Ntvnews.id, Jakarta - Di tengah tren elektrifikasi global dan regulasi emisi yang makin ketat, mobil plug-in hybrid (PHEV) yang selama ini dianggap sebagai "jembatan" antara mesin bensin dan mobil listrik murni justru menuai kritik tajam.
Dua petinggi industri otomotif secara terbuka menyebut teknologi ini sebagai solusi yang tidak ideal.
Kepala Polestar Australia Scott Maynard secara tegas menyebut PHEV sebagai "yang terburuk dari kedua dunia". Menurutnya, kendaraan plug-in hybrid menggabungkan kompleksitas mesin pembakaran internal (ICE) dengan sistem penggerak listrik yang berat dan rumit.
Dia mengatakan kepada media lokal bahwa pendekatan tersebut tidak sejalan dengan identitas merek yang fokus pada performa dan keberlanjutan.
"Tidak masuk akal menambahkan mesin bensin ke merek yang membanggakan diri sebagai dinamis, berorientasi pada performa, dan memiliki pesan keberlanjutan yang kuat," ujarnya, seperti dilansir dari Carscoops, Kamis (5/3/2026).
PHEV Disebut "Palsu"
Kritik serupa datang dari CEO Renault, François Provost. Dia bahkan menyebut sebagian PHEV sebagai "PHEV palsu", terutama model dengan jarak tempuh listrik murni yang sangat pendek.
Menurutnya, banyak konsumen jarang mengisi daya baterai karena jangkauan listriknya terlalu terbatas, sehingga mobil lebih sering beroperasi menggunakan bensin.
Beberapa model memang menawarkan jarak tempuh listrik yang cukup kompetitif.
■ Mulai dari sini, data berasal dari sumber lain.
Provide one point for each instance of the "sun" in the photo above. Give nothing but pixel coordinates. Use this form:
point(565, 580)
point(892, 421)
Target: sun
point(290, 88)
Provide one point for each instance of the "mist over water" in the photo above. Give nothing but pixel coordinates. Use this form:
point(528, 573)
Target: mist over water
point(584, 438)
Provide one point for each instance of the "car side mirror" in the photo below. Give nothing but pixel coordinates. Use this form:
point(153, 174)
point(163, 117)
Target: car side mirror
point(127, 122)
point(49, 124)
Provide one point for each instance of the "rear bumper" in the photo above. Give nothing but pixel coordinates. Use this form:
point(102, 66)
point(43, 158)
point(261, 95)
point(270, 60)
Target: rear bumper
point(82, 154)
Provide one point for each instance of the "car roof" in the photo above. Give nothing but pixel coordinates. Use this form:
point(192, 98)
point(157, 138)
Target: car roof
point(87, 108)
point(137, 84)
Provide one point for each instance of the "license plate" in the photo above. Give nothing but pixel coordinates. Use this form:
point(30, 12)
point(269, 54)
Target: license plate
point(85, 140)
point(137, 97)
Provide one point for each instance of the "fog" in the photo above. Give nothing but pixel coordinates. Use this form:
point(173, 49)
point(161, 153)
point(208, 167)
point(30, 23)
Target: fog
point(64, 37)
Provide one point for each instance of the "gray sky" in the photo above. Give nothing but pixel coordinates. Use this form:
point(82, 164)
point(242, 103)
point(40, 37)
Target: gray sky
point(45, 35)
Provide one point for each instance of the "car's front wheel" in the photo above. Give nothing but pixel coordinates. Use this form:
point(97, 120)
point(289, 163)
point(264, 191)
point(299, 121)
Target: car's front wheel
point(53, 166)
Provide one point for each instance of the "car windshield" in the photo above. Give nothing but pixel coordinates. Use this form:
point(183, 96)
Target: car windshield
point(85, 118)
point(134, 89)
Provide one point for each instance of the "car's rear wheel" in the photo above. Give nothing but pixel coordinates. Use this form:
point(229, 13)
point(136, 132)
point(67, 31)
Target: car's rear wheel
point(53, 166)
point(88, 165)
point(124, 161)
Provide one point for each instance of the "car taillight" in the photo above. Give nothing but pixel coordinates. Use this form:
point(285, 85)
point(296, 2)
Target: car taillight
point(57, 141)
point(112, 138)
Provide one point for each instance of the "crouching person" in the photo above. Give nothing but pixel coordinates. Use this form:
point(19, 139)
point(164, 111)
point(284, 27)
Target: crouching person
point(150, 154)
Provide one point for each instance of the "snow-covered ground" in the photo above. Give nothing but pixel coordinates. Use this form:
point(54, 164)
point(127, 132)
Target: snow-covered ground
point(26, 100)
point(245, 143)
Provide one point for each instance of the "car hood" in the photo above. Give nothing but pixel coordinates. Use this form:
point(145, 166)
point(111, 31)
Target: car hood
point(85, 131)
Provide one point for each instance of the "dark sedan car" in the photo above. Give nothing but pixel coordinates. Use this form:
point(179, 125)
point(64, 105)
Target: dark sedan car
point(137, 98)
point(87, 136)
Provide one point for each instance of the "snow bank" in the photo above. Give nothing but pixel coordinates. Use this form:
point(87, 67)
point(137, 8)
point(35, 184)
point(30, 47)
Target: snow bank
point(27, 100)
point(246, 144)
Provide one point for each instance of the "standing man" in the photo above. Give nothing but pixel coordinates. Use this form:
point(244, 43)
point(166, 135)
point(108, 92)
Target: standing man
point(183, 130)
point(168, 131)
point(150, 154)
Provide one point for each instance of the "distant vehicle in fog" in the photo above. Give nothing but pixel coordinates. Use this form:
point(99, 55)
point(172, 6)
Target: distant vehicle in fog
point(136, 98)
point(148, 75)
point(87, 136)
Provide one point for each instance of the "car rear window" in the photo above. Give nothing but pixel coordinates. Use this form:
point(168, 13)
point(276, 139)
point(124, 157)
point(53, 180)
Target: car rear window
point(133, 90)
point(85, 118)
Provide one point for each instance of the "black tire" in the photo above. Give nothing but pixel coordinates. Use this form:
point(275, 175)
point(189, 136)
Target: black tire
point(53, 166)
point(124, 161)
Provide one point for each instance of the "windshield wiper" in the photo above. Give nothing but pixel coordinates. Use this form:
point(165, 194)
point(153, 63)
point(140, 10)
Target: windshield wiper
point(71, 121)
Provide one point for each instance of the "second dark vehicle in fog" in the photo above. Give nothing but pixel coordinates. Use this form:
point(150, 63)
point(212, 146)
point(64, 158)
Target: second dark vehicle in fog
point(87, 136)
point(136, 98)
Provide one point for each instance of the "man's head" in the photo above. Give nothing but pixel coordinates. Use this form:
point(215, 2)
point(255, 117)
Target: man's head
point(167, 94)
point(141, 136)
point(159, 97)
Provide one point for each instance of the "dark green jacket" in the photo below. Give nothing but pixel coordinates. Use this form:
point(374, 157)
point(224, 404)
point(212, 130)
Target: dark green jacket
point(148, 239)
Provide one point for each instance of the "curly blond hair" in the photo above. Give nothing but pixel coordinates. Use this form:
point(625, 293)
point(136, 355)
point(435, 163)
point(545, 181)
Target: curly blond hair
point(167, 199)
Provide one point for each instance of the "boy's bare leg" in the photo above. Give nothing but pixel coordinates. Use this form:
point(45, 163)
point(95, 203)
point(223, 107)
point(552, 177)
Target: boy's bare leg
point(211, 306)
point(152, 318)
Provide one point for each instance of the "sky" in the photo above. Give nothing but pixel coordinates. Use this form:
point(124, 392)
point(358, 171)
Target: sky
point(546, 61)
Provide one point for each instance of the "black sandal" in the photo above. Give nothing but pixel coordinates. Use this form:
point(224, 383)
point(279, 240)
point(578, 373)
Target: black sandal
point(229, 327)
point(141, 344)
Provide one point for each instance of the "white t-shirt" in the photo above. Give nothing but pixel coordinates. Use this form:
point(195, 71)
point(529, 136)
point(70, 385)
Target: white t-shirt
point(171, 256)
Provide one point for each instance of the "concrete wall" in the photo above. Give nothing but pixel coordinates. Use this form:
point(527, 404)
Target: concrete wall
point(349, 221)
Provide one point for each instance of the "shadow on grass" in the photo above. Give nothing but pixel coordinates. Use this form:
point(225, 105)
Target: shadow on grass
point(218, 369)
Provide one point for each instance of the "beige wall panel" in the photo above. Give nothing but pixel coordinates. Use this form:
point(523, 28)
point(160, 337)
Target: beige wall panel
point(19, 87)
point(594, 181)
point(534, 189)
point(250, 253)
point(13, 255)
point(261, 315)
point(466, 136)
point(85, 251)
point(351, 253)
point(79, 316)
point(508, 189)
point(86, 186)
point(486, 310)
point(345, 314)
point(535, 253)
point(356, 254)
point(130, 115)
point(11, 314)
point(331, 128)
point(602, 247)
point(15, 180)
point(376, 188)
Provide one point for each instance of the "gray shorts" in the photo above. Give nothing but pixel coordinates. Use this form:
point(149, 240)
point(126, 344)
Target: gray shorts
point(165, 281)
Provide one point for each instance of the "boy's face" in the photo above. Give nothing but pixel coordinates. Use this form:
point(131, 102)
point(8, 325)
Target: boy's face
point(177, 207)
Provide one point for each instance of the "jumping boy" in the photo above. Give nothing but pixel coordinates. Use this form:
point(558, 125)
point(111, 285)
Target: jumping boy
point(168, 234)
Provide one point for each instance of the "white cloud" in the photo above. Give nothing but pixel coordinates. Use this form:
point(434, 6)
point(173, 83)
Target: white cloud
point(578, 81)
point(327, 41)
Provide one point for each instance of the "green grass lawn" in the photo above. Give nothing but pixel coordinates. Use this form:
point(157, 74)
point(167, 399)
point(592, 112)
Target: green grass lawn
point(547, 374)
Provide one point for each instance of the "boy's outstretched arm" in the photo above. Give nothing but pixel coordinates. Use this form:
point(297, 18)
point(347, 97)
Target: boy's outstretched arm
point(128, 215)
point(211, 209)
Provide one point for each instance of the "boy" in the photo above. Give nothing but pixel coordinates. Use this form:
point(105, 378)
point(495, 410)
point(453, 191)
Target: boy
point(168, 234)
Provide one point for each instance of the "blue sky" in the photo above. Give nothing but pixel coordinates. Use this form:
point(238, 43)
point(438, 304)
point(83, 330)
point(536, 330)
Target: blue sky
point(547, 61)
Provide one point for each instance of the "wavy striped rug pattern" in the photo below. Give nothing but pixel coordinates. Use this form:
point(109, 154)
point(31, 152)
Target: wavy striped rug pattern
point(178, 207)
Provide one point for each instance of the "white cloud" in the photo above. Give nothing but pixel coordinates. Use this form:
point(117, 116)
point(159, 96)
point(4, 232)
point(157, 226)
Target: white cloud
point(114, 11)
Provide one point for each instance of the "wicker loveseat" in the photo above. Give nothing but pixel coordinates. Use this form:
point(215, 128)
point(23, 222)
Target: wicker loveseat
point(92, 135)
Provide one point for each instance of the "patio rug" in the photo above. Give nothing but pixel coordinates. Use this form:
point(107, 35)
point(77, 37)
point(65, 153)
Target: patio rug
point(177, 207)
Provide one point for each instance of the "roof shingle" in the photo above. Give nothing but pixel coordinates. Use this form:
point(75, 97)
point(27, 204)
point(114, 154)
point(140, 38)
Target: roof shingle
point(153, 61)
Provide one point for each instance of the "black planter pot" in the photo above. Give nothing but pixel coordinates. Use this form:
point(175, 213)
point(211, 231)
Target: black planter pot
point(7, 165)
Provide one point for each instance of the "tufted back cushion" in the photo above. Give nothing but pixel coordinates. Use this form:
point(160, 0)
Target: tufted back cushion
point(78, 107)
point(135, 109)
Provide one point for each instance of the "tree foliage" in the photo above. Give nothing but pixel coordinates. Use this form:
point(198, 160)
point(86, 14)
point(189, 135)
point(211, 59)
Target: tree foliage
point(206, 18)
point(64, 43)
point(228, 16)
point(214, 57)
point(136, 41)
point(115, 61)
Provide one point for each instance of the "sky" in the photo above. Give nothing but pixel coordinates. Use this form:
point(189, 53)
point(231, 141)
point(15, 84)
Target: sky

Misalnya, Volkswagen Tiguan eHybrid versi Eropa mampu menempuh hingga 75 mil (121 km) berdasarkan standar WLTP.
Namun, ada pula model seperti Mazda CX-60 PHEV yang hanya mampu menempuh sekitar setengah jarak tersebut sebelum mesin bensin kembali aktif.
Solusi: EV dengan Range Extender?
Alih-alih PHEV konvensional, Renault disebut tengah mempertimbangkan kendaraan listrik dengan penambah jarak tempuh (range extender EV).
Dalam sistem ini, motor listrik tetap menjadi penggerak utama, sementara mesin bensin hanya berfungsi sebagai generator pengisi daya.
Contohnya dapat ditemukan pada Leapmotor C10, yang menggunakan mesin pembakaran internal semata untuk menghasilkan listrik, bukan menggerakkan roda secara langsung.
Menurut Provost, konsep ini memungkinkan kendaraan digunakan sebagai mobil listrik untuk kebutuhan harian, namun tetap memiliki cadangan daya untuk perjalanan jauh hingga 1.000 km tanpa kekhawatiran kehabisan baterai.
Regulasi Eropa Makin Ketat
Sementara itu, regulator di Eropa mulai memperketat aturan emisi untuk kendaraan plug-in hybrid. Produsen dipaksa meningkatkan kapasitas baterai agar angka emisi resmi lebih realistis. Akibatnya, beberapa model hampir menggandakan ukuran baterai.
Namun ada konsekuensinya, yakni bobot kendaraan bertambah, efisiensi saat menggunakan bensin menurun, dan mobil tetap harus membawa seluruh komponen sistem listrik dan mesin pembakaran sekaligus.
Mana yang Paling Ideal?
Perdebatan ini semakin memperjelas masa depan otomotif belum memiliki satu solusi tunggal. Apakah kendaraan listrik (EV) murni dengan baterai lebih besar dan pengisian cepat lebih ideal?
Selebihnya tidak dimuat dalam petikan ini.